Could the “Love Hormone” Oxytocin Help Mend a Broken Heart? A New Study Shows Hope.
The study, published in Frontiers in Cell and Development Biology, tested zebrafish and human cells and discovered that the “love drug” may promote critical organ regeneration following a heart attack.
During a heart attack, specialized cells responsible for heart contractions (called cardiomyocytes) die off and cannot replenish themselves. However, a subset of cells in the outer layer of the heart can reprogram themselves and become stem-like cells.
They are called Epicardium-derived Progenitor Cells (EpiPCs) and they are vital because they can regenerate into different types of heart cells, including cardiomyocytes.

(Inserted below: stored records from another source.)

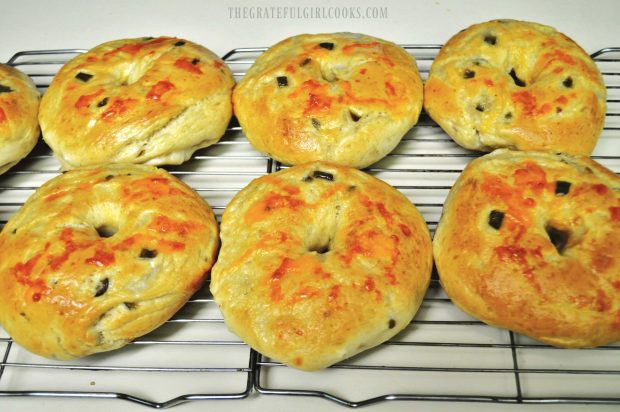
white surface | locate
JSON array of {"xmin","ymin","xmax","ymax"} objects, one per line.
[{"xmin": 0, "ymin": 0, "xmax": 620, "ymax": 412}]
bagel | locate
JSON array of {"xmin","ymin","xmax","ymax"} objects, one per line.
[
  {"xmin": 210, "ymin": 162, "xmax": 432, "ymax": 370},
  {"xmin": 39, "ymin": 37, "xmax": 234, "ymax": 169},
  {"xmin": 433, "ymin": 149, "xmax": 620, "ymax": 348},
  {"xmin": 233, "ymin": 33, "xmax": 423, "ymax": 168},
  {"xmin": 0, "ymin": 164, "xmax": 219, "ymax": 360},
  {"xmin": 0, "ymin": 64, "xmax": 40, "ymax": 174},
  {"xmin": 424, "ymin": 20, "xmax": 607, "ymax": 156}
]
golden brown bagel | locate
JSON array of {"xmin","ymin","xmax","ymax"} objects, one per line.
[
  {"xmin": 424, "ymin": 20, "xmax": 606, "ymax": 155},
  {"xmin": 39, "ymin": 37, "xmax": 234, "ymax": 169},
  {"xmin": 211, "ymin": 162, "xmax": 432, "ymax": 370},
  {"xmin": 233, "ymin": 33, "xmax": 423, "ymax": 168},
  {"xmin": 0, "ymin": 165, "xmax": 219, "ymax": 359},
  {"xmin": 433, "ymin": 149, "xmax": 620, "ymax": 348},
  {"xmin": 0, "ymin": 64, "xmax": 39, "ymax": 174}
]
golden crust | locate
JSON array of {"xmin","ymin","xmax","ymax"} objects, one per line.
[
  {"xmin": 211, "ymin": 162, "xmax": 432, "ymax": 370},
  {"xmin": 424, "ymin": 20, "xmax": 607, "ymax": 155},
  {"xmin": 0, "ymin": 64, "xmax": 40, "ymax": 174},
  {"xmin": 39, "ymin": 37, "xmax": 234, "ymax": 168},
  {"xmin": 233, "ymin": 33, "xmax": 423, "ymax": 168},
  {"xmin": 433, "ymin": 149, "xmax": 620, "ymax": 347},
  {"xmin": 0, "ymin": 165, "xmax": 219, "ymax": 359}
]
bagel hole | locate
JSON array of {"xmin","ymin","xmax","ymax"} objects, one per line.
[
  {"xmin": 545, "ymin": 224, "xmax": 570, "ymax": 255},
  {"xmin": 308, "ymin": 240, "xmax": 331, "ymax": 255},
  {"xmin": 95, "ymin": 224, "xmax": 118, "ymax": 238},
  {"xmin": 508, "ymin": 67, "xmax": 526, "ymax": 87}
]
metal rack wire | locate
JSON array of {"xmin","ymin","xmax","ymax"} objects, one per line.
[{"xmin": 0, "ymin": 45, "xmax": 620, "ymax": 408}]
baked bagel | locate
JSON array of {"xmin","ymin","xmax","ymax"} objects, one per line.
[
  {"xmin": 433, "ymin": 149, "xmax": 620, "ymax": 348},
  {"xmin": 211, "ymin": 162, "xmax": 432, "ymax": 370},
  {"xmin": 0, "ymin": 165, "xmax": 219, "ymax": 359},
  {"xmin": 39, "ymin": 37, "xmax": 234, "ymax": 169},
  {"xmin": 0, "ymin": 64, "xmax": 40, "ymax": 174},
  {"xmin": 424, "ymin": 20, "xmax": 606, "ymax": 155},
  {"xmin": 233, "ymin": 33, "xmax": 423, "ymax": 168}
]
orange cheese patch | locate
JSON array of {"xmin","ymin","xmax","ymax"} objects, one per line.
[
  {"xmin": 245, "ymin": 192, "xmax": 306, "ymax": 224},
  {"xmin": 147, "ymin": 215, "xmax": 202, "ymax": 236},
  {"xmin": 101, "ymin": 98, "xmax": 138, "ymax": 121}
]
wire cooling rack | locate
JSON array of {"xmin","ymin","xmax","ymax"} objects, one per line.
[{"xmin": 0, "ymin": 45, "xmax": 620, "ymax": 408}]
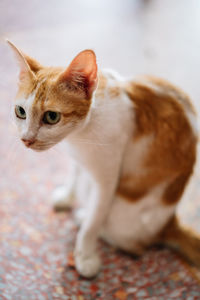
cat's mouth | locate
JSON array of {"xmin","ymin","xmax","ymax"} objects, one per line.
[{"xmin": 22, "ymin": 139, "xmax": 53, "ymax": 152}]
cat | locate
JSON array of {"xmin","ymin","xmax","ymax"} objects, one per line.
[{"xmin": 8, "ymin": 41, "xmax": 200, "ymax": 278}]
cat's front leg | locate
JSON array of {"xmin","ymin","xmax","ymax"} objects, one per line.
[
  {"xmin": 75, "ymin": 168, "xmax": 118, "ymax": 277},
  {"xmin": 51, "ymin": 161, "xmax": 79, "ymax": 211}
]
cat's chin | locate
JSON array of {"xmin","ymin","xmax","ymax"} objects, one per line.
[{"xmin": 28, "ymin": 145, "xmax": 53, "ymax": 152}]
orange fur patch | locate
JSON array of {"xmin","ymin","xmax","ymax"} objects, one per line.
[{"xmin": 118, "ymin": 78, "xmax": 197, "ymax": 204}]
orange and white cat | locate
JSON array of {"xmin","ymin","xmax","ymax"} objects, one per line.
[{"xmin": 8, "ymin": 42, "xmax": 200, "ymax": 277}]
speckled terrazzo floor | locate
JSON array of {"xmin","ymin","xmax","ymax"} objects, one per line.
[{"xmin": 0, "ymin": 0, "xmax": 200, "ymax": 300}]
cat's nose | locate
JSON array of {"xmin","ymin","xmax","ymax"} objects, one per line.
[{"xmin": 22, "ymin": 139, "xmax": 35, "ymax": 147}]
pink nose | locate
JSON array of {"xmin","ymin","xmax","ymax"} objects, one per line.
[{"xmin": 22, "ymin": 139, "xmax": 35, "ymax": 147}]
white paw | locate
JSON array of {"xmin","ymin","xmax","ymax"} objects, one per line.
[
  {"xmin": 75, "ymin": 253, "xmax": 101, "ymax": 278},
  {"xmin": 75, "ymin": 208, "xmax": 86, "ymax": 226},
  {"xmin": 52, "ymin": 186, "xmax": 74, "ymax": 210}
]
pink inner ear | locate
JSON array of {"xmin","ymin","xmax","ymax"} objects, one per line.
[{"xmin": 61, "ymin": 50, "xmax": 97, "ymax": 97}]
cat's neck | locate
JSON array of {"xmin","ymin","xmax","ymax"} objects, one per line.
[{"xmin": 66, "ymin": 70, "xmax": 132, "ymax": 145}]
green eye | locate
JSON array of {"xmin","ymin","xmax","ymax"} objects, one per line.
[
  {"xmin": 15, "ymin": 105, "xmax": 26, "ymax": 119},
  {"xmin": 43, "ymin": 111, "xmax": 60, "ymax": 125}
]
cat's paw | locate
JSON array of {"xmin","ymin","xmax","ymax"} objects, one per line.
[
  {"xmin": 51, "ymin": 186, "xmax": 74, "ymax": 211},
  {"xmin": 74, "ymin": 208, "xmax": 86, "ymax": 226},
  {"xmin": 75, "ymin": 253, "xmax": 101, "ymax": 278}
]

Human production of EpiPCs is normally inefficient for heart regeneration, so scientists turned to zebrafish to test the effects of oxytocin on EpiPCs.
Once the zebrafish heart was injured, the messenger RNA expression for oxytocin increased in the brain by 20-fold. The oxytocin then traveled to the outer layers of the zebrafish heart and bonded to the oxytocin receptor, which triggered local cells to develop into EpiPCs. These EpiPCs then entered the middle layer of the heart and became cardiomyocytes.
The research team went one step further and tested 15 neurohormones on human tissue in vitro. Of those, only oxytocin was found to stimulate the production of EpiPCs. The team also showed a correlation between the stimulation of EpiPCs and oxytocin to regulate the migration, growth, and differentiation of cells.
Next, the team will conduct pre-clinical trials in animals and clinical trials in humans. While the study does show that oxytocin can help heart cells regrow, it may be a while before humans feel the love.